Great Quotes

#21
The tragedy is not that things are broken. The tragedy is that they are not mended again.
Cry, the beloved country, for the unborn child that's the inheritor of our fear. Let him not love the earth too deeply. Let him not laugh too gladly when the water runs through his fingers, nor stand too silent when the setting sun makes red the veld with fire. Let him not be too moved when the birds of his land are singing. Nor give too much of his heart to a mountain or a valley. For fear will rob him if he gives too much.
Both from Cry, the Beloved Country by Alan Paton, a really great book and a favourite of mine that disccuses the issues that were prevalent in South Africa in the 1940's. Obviously the quotes aren't limited to the situation there and then and can be applied to other circumstances so I thought they were memorable enough to place here.
 
#26
It is better to be silent and be thought a fool, than to speak and remove all doubt.

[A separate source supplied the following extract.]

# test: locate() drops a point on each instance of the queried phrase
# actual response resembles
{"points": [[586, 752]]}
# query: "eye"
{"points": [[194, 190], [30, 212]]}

Or something like that. People should shut the fuck up more often.
Abu al-Darda’, Allah be pleased with him, said: “Learn silence just as you learn speech. Silence is a dear wisdom. Be more keen to listen than you are to speak, and do not speak about a matter that is of no concern to you. Laugh not but it be due to amazement, and walk not but with a purpose.”
 
#27
HAPPY ARE those ages when the starry sky is the map of all possible paths — ages whose paths are illuminated by the light of the stars. Everything in such ages is new and yet familiar, full of adventure and yet their own. The world is wide and yet it is like a home, for the fire that burns in the soul is of the same essential nature as the stars; the world and the self, the light and the fire, are sharply distinct, yet they never become permanent strangers to one another, for fire is the soul of all light and all fire clothes itself in light. - Georg Lukacs
 
#40
The fact that so many books still name the Beatles "the greatest or most significant or most influential" rock band ever only tells you how far rock music still is from becoming a serious art. Jazz critics have long recognized that the greatest jazz musicians of all times are Duke Ellington and John Coltrane, who were not the most famous or richest or best sellers of their times, let alone of all times. Classical critics rank the highly controversial Beethoven over classical musicians who were highly popular in courts around Europe. Rock critics are still blinded by commercial success: the Beatles sold more than anyone else (not true, by the way), therefore they must have been the greatest. Jazz critics grow up listening to a lot of jazz music of the past, classical critics grow up listening to a lot of classical music of the past. Rock critics are often totally ignorant of the rock music of the past, they barely know the best sellers. No wonder they will think that the Beatles did anything worth of being saved.
Beatles' "aryan" music removed any trace of black music from rock and roll: it replaced syncopated african rhythm with linear western melody, and lusty negro attitudes with cute white-kid smiles.